Kosmologie: 50 Jahre kosmische Hintergrundstrahlung
Als besonders hartnäckig erwies sich ein Störsignal im Mikrowellenbereich. Es schien aus allen Richtungen des Raums mit gleicher Intensität zu kommen. Unter der Annahme, dass die Quelle dieser Strahlung wie ein Schwarzer Körper strahlte, dessen Emission durch das plancksche Strahlungsgesetz beschrieben werden kann, ließ sich der Störstrahlung eine Temperatur von drei Kelvin zuordnen.
Ohne danach gesucht zu haben, hatten Penzias und Wilson damit etwas entdeckt, was entscheidend in die damals unter Kosmologen heftig geführte Debatte über den Ursprung des Weltalls eingriff. Hatte das Universum einen Anfang? Oder existierte es schon immer? Zwei widerstreitende Vorstellungen standen sich gegenüber. Das Urknallmodell besagte, dass das Universum anfangs so heiß und dicht war, dass nur Strahlung und Elementarteilchen vorhanden waren; bei der weiteren Entwicklung dehnte es sich aus und kühlte dabei ab, wobei nach und nach Sterne und Galaxien entstanden. Die konkurrierende Lehre ging von einem immerwährenden Universum aus; um die beobachtete Expansionsbewegung der Galaxien zu erklären, musste in dieser Hypothese die kontinuierliche Erzeugung von Materie postuliert werden.
Die Drei-Kelvin-Strahlung, die Penzias und Wilson entdeckt hatten, brachte nun die Entscheidung. Denn das Urknallmodell sagte genau eine solche Strahlung voraus: Als sich die heiße Ursuppe aus Teilchen und Strahlung so weit abgekühlt hatte, dass sich die freien Protonen und Elektronen zu stabilen Atomen zusammenfanden (was bei einer Temperatur von etwa 3000 Kelvin geschah), wurde das Weltall durchsichtig, und die Strahlung konnte sich fortan ungehindert von der Materie ausbreiten. Die heiße Wärmestrahlung aus dieser Rekombinationsphase, wie diese Ära von Physikern auch genannt wird, kühlte sich im Lauf der weiteren Expansion des Kosmos um rund einen Faktor 1000 ab, also auf etwa drei Kelvin.

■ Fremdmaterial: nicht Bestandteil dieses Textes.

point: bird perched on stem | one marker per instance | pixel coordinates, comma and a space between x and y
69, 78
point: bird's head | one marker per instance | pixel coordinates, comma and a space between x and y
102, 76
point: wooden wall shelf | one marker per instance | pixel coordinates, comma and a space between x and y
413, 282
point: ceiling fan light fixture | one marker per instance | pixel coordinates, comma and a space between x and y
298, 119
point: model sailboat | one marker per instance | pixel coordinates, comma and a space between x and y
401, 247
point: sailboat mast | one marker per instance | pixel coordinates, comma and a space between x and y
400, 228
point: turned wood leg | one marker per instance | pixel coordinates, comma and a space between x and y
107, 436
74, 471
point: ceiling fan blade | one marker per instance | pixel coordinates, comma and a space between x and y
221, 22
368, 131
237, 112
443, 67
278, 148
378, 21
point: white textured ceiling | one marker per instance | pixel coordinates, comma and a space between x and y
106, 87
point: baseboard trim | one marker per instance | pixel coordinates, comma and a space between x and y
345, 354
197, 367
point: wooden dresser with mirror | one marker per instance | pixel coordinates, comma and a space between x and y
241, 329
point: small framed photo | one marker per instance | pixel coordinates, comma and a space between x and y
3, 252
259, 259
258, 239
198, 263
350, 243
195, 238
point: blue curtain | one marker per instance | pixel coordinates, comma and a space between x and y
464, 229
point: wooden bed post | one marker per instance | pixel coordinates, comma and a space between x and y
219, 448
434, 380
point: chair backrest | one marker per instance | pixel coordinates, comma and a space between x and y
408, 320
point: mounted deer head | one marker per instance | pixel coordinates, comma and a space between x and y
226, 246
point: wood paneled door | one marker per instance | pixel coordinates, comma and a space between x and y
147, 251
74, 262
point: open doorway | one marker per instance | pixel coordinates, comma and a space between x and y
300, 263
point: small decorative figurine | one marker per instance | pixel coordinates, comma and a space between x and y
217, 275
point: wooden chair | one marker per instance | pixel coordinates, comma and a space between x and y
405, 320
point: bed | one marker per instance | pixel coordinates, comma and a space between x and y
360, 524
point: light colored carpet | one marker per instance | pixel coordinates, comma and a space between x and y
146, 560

Die Messung von Penzias und Wilson hatte die Drei-Kelvin-Strahlung bei einer einzigen Wellenlänge nachgewiesen. Nachfolgemessungen – wie zuletzt mit dem europäischen Satelliten Planck – haben den spektralen Verlauf bei allen Wellenlängen bestätigt. Mit hoher Genauigkeit gleicht das Spektrum der kosmischen Hintergrundstrahlung der Strahlung eines Schwarzen Körpers mit einer Temperatur von 2,728 Kelvin. Diese Strahlung, die wir heute aus allen Richtungen des Raums kommend messen, ist gewissermaßen das Nachglühen des Urknalls. Konkurrierende Modelle wie etwa die Vorstellung von einem ewigen Universum (Steady-State-Theorie) können die kosmische Hintergrundstrahlung nicht erklären.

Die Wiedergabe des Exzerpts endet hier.